If you want to grow your business, you must become obsessed with delegating all but a few things. (Oh and delegation and abdication are not the same things – there’s a right way and a wrong way to delegate – more on that to come.)

If this idea has you intrigued, let’s take a look at how you get started.

Take inventory

The first thing you must do is take a look at all of the tasks you currently do in your business. If you’re a solopreneur, there’s a good chance this is a very long list.

The point of this exercise is to start understanding what you can and should delegate. Take a look at this list and start categorizing the work by importance.

Mandi Ellefson has a handy little Scalable Toolkit that offer some forms you can use for this exercise. She emphasizes thinking about work in the context of things like work you hate, you must do, and you can’t do.

From this list start assigning value. There’s value to the business and cost to have someone else do it. Don’t underestimate the output of someone far better at something than you either. I have a bookkeeping VA that charges $65/hr. That may seem high to some, but I hate this kind of work so much that it takes me far longer to do it than someone who strangely love this work. The output vs. cost is significant.

Own fewer things

Now that you’ve made your list and hopefully a commitment to outsource and delegate it’s time to figure what you can’t delegate.

Even if you put together a killer internal team, there are a few things that CEOs/Business Owner simply can’t delegate. (How you approach them might change, but you’ll always own them so why not start doing just that right now!)

  • Vision – you must have an idea of where you are going and why you are going there and what difference you going there is going to make in the lives of your customers, staff, and community.

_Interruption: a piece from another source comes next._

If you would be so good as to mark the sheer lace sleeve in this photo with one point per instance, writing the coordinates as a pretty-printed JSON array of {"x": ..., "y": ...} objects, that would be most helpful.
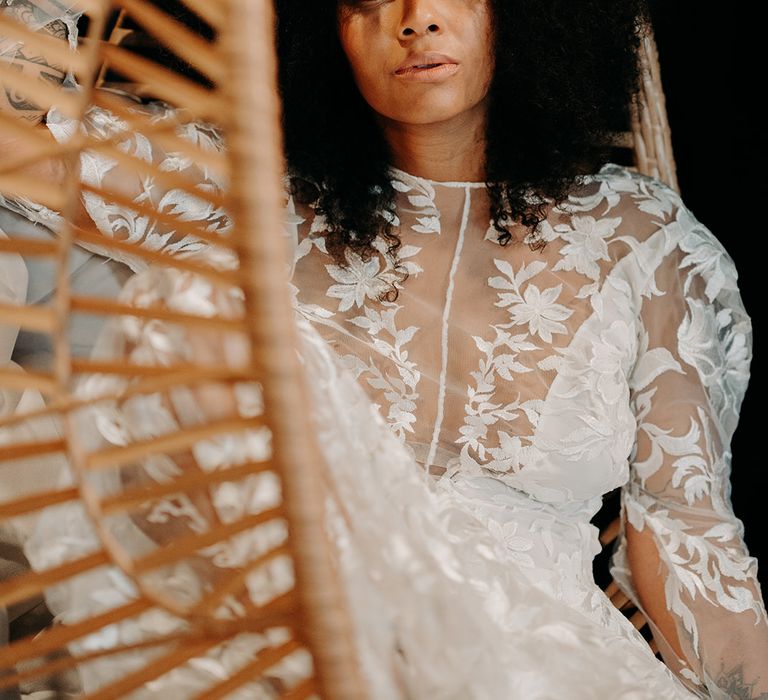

You can’t ever delegate this, but many never go here in the first place.
  • Culture – the core beliefs, operating standards, and core story are something you have to continue to nurture, uphold and teach no matter how large your staff grows. Eventually, this is lead by example, but it must be intentional.
  • Client Relationships – You may have project managers (I hope you do), but how your clients feel about your business, understand the results they gain by working with you and grow to appreciate what your business means in their life is something of great value to your business and must be guarded and practiced.
  • Rainmaking – So this one is a little tricky. At first you will be the rainmaker, the person who brings in the big contracts, constructs the sales playbook and monitors feedback throughout the sales process. But, at some point, if your business depends on you for this, you’re stuck – you have to build a sales system that others can easily operate before you can become totally free.
  • Money Management – I already mentioned that I don’t like bookkeeping, so I delegate every element of it. I have an accountant for tax preparation as well. I even work with a coach who is focused on the growth metrics inside my business, but I insist on staying on top of key performance indicators and managing the money inside the business.

Focus on high payoff

Once you understand the things you must own, it’s time to start creating priorities and managing your days, weeks, months and quarters based on doing more of these high payoff activities.

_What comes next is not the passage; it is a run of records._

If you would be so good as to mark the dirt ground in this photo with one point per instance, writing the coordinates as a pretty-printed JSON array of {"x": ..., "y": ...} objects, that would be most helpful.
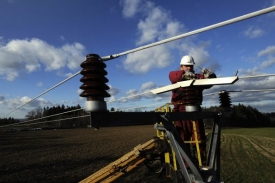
[{"x": 70, "y": 155}]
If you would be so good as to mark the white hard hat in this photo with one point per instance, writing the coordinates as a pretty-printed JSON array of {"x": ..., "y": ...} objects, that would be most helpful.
[{"x": 187, "y": 60}]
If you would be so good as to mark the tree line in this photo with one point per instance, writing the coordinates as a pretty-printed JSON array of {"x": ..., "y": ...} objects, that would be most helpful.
[
  {"x": 245, "y": 116},
  {"x": 240, "y": 116}
]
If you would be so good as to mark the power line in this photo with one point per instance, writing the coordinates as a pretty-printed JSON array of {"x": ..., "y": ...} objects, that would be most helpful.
[
  {"x": 214, "y": 26},
  {"x": 42, "y": 93},
  {"x": 231, "y": 21}
]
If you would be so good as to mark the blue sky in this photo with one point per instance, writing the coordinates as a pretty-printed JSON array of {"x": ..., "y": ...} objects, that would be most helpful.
[{"x": 44, "y": 42}]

At first this may well include spending a great deal of time documenting how the work is done and recruiting, hiring and training internal and external team members to take over more and more of the work.

Perhaps then you can free up more time to go sell more work and start to create processes that allow you to train others to sell more work.

Then, maybe, just maybe you’ll find a day or two here and there where you can lock yourself away and come up with a new product or service innovation that allows you to step into and conquer an entirely new market.